Sean’s parents, Steve and Yolanda Turner, believe the NHS England review did not properly investigate the clinical care of their son and made judgements that amounted to a “whitewash” for them and other families who believe their children were also failed by the hospital. They believe there should be a fresh inquiry for all families affected.

sean turner 2 crop

Sean Turner

Sean Turner

The NHS England review of Sean’s care found Sean was only mildly dehydrated. It also failed to highlight problems with the care provided by the intensive care outreach nurses’ and did not conclude the care on the ward amounted to service failure. It said issues with Sean’s anticoagulation treatment were “relatively small” and it did not address the failure to follow guidelines on clot busting treatment.

Mr and Mrs Turner told Health Service Journal: “The PHSO did a proper investigation. The NHS England review did not and seemed to rely heavily on what they were told by hospital staff, without proper independent and objective assessment, taking into account established best practice.

“We knew how dehydrated Sean was because of how much he was grabbing the wet wipes and sucking the moisture out of them, his general deterioration and the amount of fluid he was losing in his drains. When we saw the NHS England report it was quite a shock for us that they found he was only mildly dehydrated, with no cause for concern, when there is plenty of evidence to show how poorly he was.”

They said the NHS England review “played down” the fact that they were told that the ward was high dependency when it was not. “The PHSO confirms we were misled.”

Mr Turner added: “We feel such guilt for letting him down, we put him in the hands of the wrong team at the wrong hospital.”

Responses to the PHSO report

Eleanor Grey QC, who conducted NHS England’s review of Sean’s case, said the clinical reviews of more than 20 individual cases where concerns had been raised by parents were carried out by independent experts who questioned hospital staff and reviewed evidence such as clinical records.

She said: “The review was not under an instruction to deliver a ‘less clinical’ investigation of each child’s case. Our terms of reference required us to look at the children’s cardiac service as whole. We worked to deliver both a thorough and fair review of a child’s individual care, and also the delivery of services more generally.”

The review did contain criticism of the trust’s failure to provide a high dependency unit model and questioned the ability of outreach nurses to provide support. It did conclude parents were let down on occasion but said there were not problems on the scale of that revealed by an earlier public inquiry into the hospital in 1999.

Robert Woolley, chief executive of University Hospitals Bristol FTt, said he was “deeply sorry for our failings in care and for the impact they had on Sean and his family.

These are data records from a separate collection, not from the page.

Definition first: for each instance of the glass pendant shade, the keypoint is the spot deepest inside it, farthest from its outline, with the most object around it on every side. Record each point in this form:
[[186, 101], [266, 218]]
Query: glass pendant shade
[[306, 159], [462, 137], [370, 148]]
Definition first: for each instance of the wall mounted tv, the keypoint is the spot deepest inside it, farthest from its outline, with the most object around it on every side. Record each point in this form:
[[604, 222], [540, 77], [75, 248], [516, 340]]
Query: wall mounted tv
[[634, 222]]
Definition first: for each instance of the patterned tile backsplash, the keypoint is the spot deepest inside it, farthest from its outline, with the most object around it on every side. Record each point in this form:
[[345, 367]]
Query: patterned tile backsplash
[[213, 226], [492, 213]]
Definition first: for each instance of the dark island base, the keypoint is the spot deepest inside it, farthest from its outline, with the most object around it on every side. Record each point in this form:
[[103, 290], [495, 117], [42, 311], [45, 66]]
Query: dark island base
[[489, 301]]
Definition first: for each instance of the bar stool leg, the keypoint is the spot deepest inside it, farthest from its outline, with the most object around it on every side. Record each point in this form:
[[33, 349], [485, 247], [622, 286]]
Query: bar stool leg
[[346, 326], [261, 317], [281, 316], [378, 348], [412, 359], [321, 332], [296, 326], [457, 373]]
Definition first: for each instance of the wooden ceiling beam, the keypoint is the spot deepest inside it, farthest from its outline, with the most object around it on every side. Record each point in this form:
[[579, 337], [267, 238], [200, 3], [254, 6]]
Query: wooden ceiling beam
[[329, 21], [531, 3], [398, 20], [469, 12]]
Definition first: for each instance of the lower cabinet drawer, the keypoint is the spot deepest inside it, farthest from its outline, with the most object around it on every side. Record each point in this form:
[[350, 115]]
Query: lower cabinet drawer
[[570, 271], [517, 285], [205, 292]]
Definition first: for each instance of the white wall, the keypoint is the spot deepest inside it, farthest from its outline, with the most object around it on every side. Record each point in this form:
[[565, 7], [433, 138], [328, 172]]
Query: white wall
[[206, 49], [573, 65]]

We want to get our care right for every child, every time, and I bitterly regret that we didn’t do this for Sean. I am also very sorry that we compounded their grief by giving inaccurate and incomplete responses to their subsequent complaint.”

A spokeswoman for NHS England said the review by Eleanor Grey and Sir Ian Kennedy was independent. She said NHS England had not seen the PHSO report and was “unable to examine its outcomes in detail”.